Pangeran Hisahito Belum Ingin Menikah, Kekaisaran Jepang Terancam Krisis Suksesi

Pangeran Hisahito Belum Ingin Menikah, Kekaisaran Jepang Terancam Krisis Suksesi

Gaya Hidup | sindonews | Selasa, 8 April 2025 - 11:00
share

Pangeran Hisahito, satu-satunya pewaris laki-laki di Kekaisaran Jepang, dikabarkan belum ingin menikah. Keputusan ini semakin memperburuk krisis suksesi yang telah lama mengancam keberlangsungan monarki tertua di dunia.

Dilansir dari AFP, Selasa (8/4/2025), dengan jumlah anggota keluarga kekaisaran yang terus berkurang dan aturan ketat yang melarang perempuan naik takhta, masa depan Kekaisaran Jepang kini menjadi sorotan.

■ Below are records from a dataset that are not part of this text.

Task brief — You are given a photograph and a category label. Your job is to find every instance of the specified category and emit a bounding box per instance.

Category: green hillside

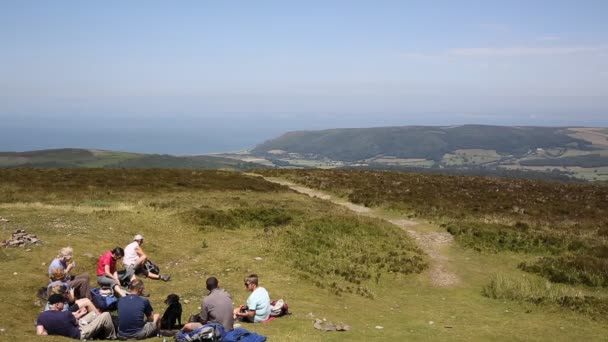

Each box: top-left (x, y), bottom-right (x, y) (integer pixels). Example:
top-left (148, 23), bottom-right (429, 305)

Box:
top-left (252, 125), bottom-right (591, 162)
top-left (0, 168), bottom-right (608, 342)
top-left (0, 148), bottom-right (264, 170)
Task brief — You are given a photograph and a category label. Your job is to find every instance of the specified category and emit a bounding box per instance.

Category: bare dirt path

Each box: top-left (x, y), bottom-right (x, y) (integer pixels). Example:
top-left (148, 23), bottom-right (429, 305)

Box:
top-left (265, 178), bottom-right (459, 287)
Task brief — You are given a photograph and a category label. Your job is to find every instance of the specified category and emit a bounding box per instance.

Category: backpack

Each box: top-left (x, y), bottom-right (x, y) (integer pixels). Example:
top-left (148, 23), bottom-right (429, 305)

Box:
top-left (91, 287), bottom-right (118, 311)
top-left (175, 323), bottom-right (225, 342)
top-left (221, 328), bottom-right (266, 342)
top-left (270, 299), bottom-right (289, 317)
top-left (144, 259), bottom-right (160, 274)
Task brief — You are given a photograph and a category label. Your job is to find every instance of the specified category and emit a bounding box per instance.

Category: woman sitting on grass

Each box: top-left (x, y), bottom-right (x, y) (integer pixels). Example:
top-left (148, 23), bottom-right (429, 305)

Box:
top-left (49, 247), bottom-right (91, 299)
top-left (44, 284), bottom-right (101, 313)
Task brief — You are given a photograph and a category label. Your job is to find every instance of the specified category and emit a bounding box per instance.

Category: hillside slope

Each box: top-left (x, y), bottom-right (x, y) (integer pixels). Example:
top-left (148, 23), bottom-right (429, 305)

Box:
top-left (252, 125), bottom-right (591, 162)
top-left (0, 148), bottom-right (265, 170)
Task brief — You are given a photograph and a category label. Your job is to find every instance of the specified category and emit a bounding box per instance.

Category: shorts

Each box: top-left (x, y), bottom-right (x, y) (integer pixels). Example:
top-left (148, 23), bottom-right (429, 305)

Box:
top-left (118, 322), bottom-right (158, 340)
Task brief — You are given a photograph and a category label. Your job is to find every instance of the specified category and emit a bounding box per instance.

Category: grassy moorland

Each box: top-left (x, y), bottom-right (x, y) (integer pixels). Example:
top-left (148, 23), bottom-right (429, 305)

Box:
top-left (0, 169), bottom-right (608, 341)
top-left (255, 170), bottom-right (608, 324)
top-left (0, 169), bottom-right (427, 341)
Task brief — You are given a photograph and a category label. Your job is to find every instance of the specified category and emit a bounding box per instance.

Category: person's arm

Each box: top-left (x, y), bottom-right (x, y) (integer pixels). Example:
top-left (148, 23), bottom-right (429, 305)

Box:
top-left (135, 246), bottom-right (148, 265)
top-left (36, 325), bottom-right (49, 336)
top-left (236, 310), bottom-right (255, 318)
top-left (103, 265), bottom-right (120, 285)
top-left (199, 302), bottom-right (209, 323)
top-left (65, 260), bottom-right (76, 275)
top-left (73, 307), bottom-right (88, 320)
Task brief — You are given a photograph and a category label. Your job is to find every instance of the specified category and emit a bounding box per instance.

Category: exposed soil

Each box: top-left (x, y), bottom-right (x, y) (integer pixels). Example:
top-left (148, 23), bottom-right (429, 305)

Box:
top-left (265, 178), bottom-right (459, 287)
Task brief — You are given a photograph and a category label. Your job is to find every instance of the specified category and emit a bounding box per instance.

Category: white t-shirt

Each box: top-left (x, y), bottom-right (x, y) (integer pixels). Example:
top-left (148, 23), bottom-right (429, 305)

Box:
top-left (122, 241), bottom-right (139, 267)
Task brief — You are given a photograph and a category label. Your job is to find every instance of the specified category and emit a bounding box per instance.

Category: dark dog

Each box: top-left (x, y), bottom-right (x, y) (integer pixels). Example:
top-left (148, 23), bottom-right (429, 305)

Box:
top-left (160, 293), bottom-right (183, 329)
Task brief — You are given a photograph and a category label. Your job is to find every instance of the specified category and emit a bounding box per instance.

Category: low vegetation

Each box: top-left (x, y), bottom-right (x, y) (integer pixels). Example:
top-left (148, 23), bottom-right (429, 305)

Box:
top-left (482, 275), bottom-right (608, 319)
top-left (0, 169), bottom-right (607, 342)
top-left (259, 170), bottom-right (608, 318)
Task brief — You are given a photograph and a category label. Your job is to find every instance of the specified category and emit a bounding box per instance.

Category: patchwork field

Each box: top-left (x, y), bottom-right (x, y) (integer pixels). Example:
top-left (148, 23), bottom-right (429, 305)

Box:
top-left (0, 169), bottom-right (608, 341)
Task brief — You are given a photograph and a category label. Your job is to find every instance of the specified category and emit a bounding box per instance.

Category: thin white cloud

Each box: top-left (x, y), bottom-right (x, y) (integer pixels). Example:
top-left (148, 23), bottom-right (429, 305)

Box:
top-left (538, 36), bottom-right (561, 42)
top-left (399, 45), bottom-right (608, 61)
top-left (479, 23), bottom-right (511, 33)
top-left (447, 46), bottom-right (606, 57)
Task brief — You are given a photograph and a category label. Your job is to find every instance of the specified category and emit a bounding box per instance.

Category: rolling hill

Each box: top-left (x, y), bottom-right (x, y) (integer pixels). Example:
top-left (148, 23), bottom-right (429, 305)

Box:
top-left (0, 148), bottom-right (265, 170)
top-left (246, 125), bottom-right (608, 180)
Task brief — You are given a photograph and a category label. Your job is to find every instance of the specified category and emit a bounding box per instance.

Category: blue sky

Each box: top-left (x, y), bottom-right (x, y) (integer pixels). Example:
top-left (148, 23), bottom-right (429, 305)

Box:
top-left (0, 0), bottom-right (608, 154)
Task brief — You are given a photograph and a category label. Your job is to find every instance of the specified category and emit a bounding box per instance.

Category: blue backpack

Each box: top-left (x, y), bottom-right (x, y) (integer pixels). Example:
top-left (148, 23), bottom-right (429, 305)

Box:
top-left (91, 287), bottom-right (118, 311)
top-left (222, 328), bottom-right (266, 342)
top-left (175, 323), bottom-right (224, 342)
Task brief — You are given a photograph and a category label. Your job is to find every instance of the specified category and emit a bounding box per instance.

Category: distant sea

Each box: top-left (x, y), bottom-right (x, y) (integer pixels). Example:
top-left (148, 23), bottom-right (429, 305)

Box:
top-left (0, 117), bottom-right (289, 155)
top-left (0, 113), bottom-right (608, 155)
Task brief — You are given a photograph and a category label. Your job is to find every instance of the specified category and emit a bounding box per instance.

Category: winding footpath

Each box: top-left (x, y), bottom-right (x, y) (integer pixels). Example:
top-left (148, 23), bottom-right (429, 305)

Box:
top-left (264, 178), bottom-right (459, 287)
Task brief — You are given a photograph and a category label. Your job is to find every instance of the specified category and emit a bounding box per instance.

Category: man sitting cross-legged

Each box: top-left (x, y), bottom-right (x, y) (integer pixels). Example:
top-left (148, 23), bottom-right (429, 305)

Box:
top-left (36, 294), bottom-right (116, 340)
top-left (183, 277), bottom-right (234, 331)
top-left (118, 279), bottom-right (160, 340)
top-left (122, 234), bottom-right (171, 281)
top-left (97, 247), bottom-right (129, 297)
top-left (234, 274), bottom-right (270, 323)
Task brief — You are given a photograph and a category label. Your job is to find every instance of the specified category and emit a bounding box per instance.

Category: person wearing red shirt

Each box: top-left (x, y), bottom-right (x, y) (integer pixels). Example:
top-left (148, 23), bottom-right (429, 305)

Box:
top-left (97, 247), bottom-right (133, 297)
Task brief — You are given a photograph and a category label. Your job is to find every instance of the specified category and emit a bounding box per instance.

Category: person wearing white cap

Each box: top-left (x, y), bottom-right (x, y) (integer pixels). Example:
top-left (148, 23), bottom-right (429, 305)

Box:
top-left (122, 234), bottom-right (171, 281)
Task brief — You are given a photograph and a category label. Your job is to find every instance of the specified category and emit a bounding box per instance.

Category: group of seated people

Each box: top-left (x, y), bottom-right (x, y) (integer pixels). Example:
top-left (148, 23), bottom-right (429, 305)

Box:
top-left (36, 235), bottom-right (271, 339)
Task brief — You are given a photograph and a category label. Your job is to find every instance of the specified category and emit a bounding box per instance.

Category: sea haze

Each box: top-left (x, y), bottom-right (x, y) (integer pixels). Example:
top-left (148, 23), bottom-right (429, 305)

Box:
top-left (0, 113), bottom-right (608, 155)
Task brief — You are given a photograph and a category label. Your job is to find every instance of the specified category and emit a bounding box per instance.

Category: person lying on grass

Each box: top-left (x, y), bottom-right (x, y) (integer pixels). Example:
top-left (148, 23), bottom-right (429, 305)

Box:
top-left (122, 234), bottom-right (171, 281)
top-left (36, 294), bottom-right (116, 340)
top-left (97, 247), bottom-right (129, 297)
top-left (233, 274), bottom-right (270, 323)
top-left (49, 247), bottom-right (91, 299)
top-left (44, 284), bottom-right (100, 313)
top-left (182, 277), bottom-right (234, 331)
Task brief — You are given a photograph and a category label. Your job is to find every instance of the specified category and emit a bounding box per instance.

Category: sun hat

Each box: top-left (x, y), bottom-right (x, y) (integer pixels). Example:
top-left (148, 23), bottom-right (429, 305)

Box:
top-left (49, 293), bottom-right (65, 305)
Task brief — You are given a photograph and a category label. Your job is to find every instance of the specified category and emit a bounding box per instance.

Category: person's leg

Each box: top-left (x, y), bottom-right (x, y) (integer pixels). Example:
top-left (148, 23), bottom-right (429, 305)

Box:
top-left (135, 264), bottom-right (171, 281)
top-left (182, 322), bottom-right (203, 332)
top-left (80, 312), bottom-right (116, 340)
top-left (134, 322), bottom-right (159, 340)
top-left (152, 313), bottom-right (160, 330)
top-left (76, 298), bottom-right (100, 312)
top-left (70, 273), bottom-right (91, 299)
top-left (118, 266), bottom-right (136, 286)
top-left (97, 276), bottom-right (126, 297)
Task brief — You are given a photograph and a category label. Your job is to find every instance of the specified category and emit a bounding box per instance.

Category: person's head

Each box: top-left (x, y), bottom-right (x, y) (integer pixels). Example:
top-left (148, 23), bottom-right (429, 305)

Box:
top-left (51, 284), bottom-right (68, 300)
top-left (112, 247), bottom-right (125, 260)
top-left (245, 274), bottom-right (258, 291)
top-left (57, 247), bottom-right (74, 262)
top-left (129, 278), bottom-right (144, 295)
top-left (49, 293), bottom-right (65, 311)
top-left (207, 277), bottom-right (219, 292)
top-left (51, 267), bottom-right (65, 281)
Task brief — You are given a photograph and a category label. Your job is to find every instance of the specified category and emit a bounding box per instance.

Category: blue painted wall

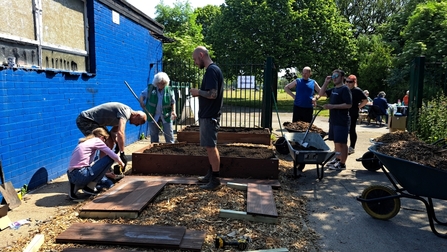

Berdasarkan hukum Kekaisaran yang berlaku sejak 1947, hanya laki-laki yang dapat mewarisi takhta, sementara perempuan harus meninggalkan status kekaisaran jika menikahi rakyat biasa. Hal ini semakin mempersempit garis keturunan kerajaan, terutama karena anggota keluarga laki-laki semakin sedikit.

Hisahito, yang baru menginjak usia 18 tahun, saat ini berada di urutan kedua dalam garis suksesi setelah ayahnya, Putra Mahkota Akishino. Namun, dalam konferensi pers perdananya baru-baru ini, Hisahito menyatakan bahwa ia belum memikirkan pernikahan dalam waktu dekat.

Foto/Reuters

“Mengenai pernikahan, saya belum memikirkan secara mendalam tentang waktu atau pasangan yang ideal,” kata Hisahito kepada wartawan.

Pernyataan ini semakin mengkhawatirkan bagi masa depan Kekaisaran Jepang. Kakaknya, Putri Mako, sudah melepas status kerajaannya setelah menikahi pria biasa, sementara Putri Aiko, putri Kaisar Naruhito, tidak dapat menjadi penerus takhta karena peraturan yang membatasi suksesi hanya bagi pria.

Dalam kesempatan yang sama, Hisahito juga berbagi tentang ketertarikannya pada lingkungan. Ia mengaku menikmati mengamati serangga, menanam sayuran, serta prihatin dengan dampak perubahan iklim terhadap kehidupan manusia.

“Saya merasa gugup berbicara dengan kalian semua," jelasnya.

Selain itu, ia juga mempertimbangkan kemungkinan untuk menempuh pendidikan di luar negeri, sebagaimana dilakukan beberapa anggota keluarganya sebelumnya.

“Sebagai anggota muda Keluarga Kekaisaran, saya bertekad untuk memenuhi peran saya,” ujarnya.

Meskipun Kekaisaran Jepang telah mengalami modernisasi, aturan suksesi tetap menjadi perdebatan. Mantan Kaisar Akihito, yang turun takhta pada 2019 karena usia dan kesehatannya, dikenal telah membawa institusi kerajaan lebih dekat dengan rakyat.

Namun, aturan ketat mengenai suksesi belum mengalami perubahan signifikan. Tahun lalu, parlemen mulai membahas kemungkinan pelonggaran aturan suksesi guna memastikan keberlanjutan Kekaisaran.

Jajak pendapat Kyodo News menunjukkan bahwa sekitar 90 persen masyarakat Jepang mendukung penerus perempuan untuk naik takhta. Perdana Menteri Shigeru Ishiba menegaskan urgensi isu ini.

“Menstabilkan jumlah anggota keluarga kekaisaran merupakan tantangan mendesak,” tuturnya.

Namun, perubahan tersebut masih menghadapi tantangan besar dari kelompok konservatif yang menganggap Kekaisaran Jepang sebagai simbol patriarki. Mereka menolak gagasan suksesi perempuan dan tetap ingin mempertahankan garis keturunan laki-laki.

Organisasi internasional pun turut menyoroti isu ini. Pada Oktober lalu, sebuah komite PBB merekomendasikan agar Jepang memberikan hak yang sama bagi perempuan dalam suksesi takhta, sebagaimana diterapkan di beberapa monarki lain. Namun, Jepang menolak rekomendasi tersebut dengan alasan bahwa aturan pewarisan takhta adalah bagian dari tradisi budaya, bukan isu hak asasi manusia.

Pemerintah Jepang bahkan menangguhkan pendanaan untuk komite hak-hak perempuan PBB serta membatalkan kunjungan salah satu anggotanya karena perbedaan pandangan mengenai hal ini.